SABR as a treatment for early metastatic prostate cancer: towards control and management

By Dr Dan Ford, consultant oncologist, BPC
When I speak to patients about early metastatic prostate cancer, I often describe it as being like a chronic disease. This is helpful because people understand a chronic disease (for example, diabetes and arthritis) will rarely be cured but can be managed and controlled, to a large extent. Chronic disease is a less frightening concept for the patient than what traditionally comes to mind with metastatic cancer. And for men with early metastatic (oligometastatic) cancer, it is a more accurate concept: our ability to manage and control early metastatic disease is rapidly improving.
For the past two years, I’ve been involved in developing SABR (stereotactic ablative body radiation) for patients including those with oligometastatic prostate cancer. We are currently gathering data on these patients nationally to better define the potential long term benefits for patients. Generally, these are men who have had primary prostate cancer treatment, but subsequently their PSA is rising, indicating cancer has not been fully cleared. Here, the improvements in PET (Positron Emission Tomography) technology have been game changing. This technology enables us to detect tiny metastases that would often not be visible on traditional imaging. We have two commonly used ‘tracers’ (choline and gallium-68-PSMA) which light up cell changes and allow us to visualise areas of early prostate cancer relapse.

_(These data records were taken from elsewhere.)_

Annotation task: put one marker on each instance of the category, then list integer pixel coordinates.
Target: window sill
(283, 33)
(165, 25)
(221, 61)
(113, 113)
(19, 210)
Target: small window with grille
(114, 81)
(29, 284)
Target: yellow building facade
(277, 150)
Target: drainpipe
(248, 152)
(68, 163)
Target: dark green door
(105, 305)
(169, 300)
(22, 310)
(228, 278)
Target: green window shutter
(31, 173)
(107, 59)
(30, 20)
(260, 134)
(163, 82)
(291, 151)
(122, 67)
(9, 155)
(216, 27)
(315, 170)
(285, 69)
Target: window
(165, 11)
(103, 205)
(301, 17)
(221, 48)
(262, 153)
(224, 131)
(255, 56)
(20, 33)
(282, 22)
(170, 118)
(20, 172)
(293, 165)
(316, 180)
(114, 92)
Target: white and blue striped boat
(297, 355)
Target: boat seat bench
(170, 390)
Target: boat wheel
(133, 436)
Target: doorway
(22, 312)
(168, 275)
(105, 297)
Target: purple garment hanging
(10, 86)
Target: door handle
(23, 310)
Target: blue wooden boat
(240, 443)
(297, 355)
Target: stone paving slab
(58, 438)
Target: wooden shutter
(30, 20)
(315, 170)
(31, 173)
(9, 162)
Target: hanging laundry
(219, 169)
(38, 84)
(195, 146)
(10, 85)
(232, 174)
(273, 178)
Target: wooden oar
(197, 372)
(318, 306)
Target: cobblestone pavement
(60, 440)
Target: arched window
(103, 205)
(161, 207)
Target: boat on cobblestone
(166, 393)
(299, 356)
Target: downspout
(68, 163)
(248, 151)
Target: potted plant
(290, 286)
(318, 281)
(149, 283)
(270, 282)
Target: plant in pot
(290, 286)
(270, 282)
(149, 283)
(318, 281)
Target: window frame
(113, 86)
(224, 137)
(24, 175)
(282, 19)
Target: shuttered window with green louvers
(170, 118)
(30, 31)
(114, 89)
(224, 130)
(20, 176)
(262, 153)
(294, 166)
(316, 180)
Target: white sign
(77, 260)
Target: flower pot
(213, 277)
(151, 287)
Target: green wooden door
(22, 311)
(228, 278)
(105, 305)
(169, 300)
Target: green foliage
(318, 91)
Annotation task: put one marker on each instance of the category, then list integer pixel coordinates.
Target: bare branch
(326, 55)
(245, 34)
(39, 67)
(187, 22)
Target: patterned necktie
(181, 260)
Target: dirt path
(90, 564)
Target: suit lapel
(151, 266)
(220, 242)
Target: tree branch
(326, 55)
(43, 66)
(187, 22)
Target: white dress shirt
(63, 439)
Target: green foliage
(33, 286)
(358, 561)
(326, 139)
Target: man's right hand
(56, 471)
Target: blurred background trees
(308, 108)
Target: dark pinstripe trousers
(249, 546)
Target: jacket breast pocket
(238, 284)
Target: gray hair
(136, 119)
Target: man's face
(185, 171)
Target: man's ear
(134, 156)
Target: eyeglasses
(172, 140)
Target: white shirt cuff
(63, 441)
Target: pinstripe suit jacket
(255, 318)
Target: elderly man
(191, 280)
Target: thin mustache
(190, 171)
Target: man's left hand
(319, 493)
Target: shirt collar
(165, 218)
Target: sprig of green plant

Once we have this new level of information from imaging, we can potentially treat these areas with SABR. It was initially pioneered in treatment of tumours of the brain and early lung cancer. SABR is now being used more widely to other disease sites and tumour types. It uses standard photon radiotherapy but due to developments in treatment delivery techniques allows for a high dose of radiation to be delivered to the area of disease because harm to normal tissue is minimised.
For the man with early metastatic prostate cancer, what does this treatment option offer? Although this is unlikely to be a curative treatment, the aim is to control the disease for a significant amount of time. Importantly, we know this SABR is well tolerated by patients and potentially may be repeated in individuals if further lesions are identified.
Without this new pathway of PET scan and SABR, the standard option for men with metastatic prostate cancer after primary treatment is hormone treatment (lowering the levels of testosterone). We know many men find the side-effects of hormone treatment distressing; opening another control and management window before hormone treatment is very important from a quality of life perspective.
There are currently 17 UK centres commissioned by the NHS to collect data on these novel SABR techniques. The Queen Elizabeth Hospital in Birmingham, my NHS hospital where I am Clinical Service Lead for oncology, has recruited and treated more patients than any other centre as part of this initiative. A number of different cancer types other than prostate cancer have been treated as well as a range of different anatomical locations of disease including lymph nodes, spine, liver and previously irradiated areas.
The results of initiative will tell us more about how best to use this new treatment pathway and understand more precisely which patients will benefit. However, it is already clear that the exciting combination of advancements in PET scanning and the utility of SABR opens a very promising new horizon for the management and control of metastatic prostate cancer.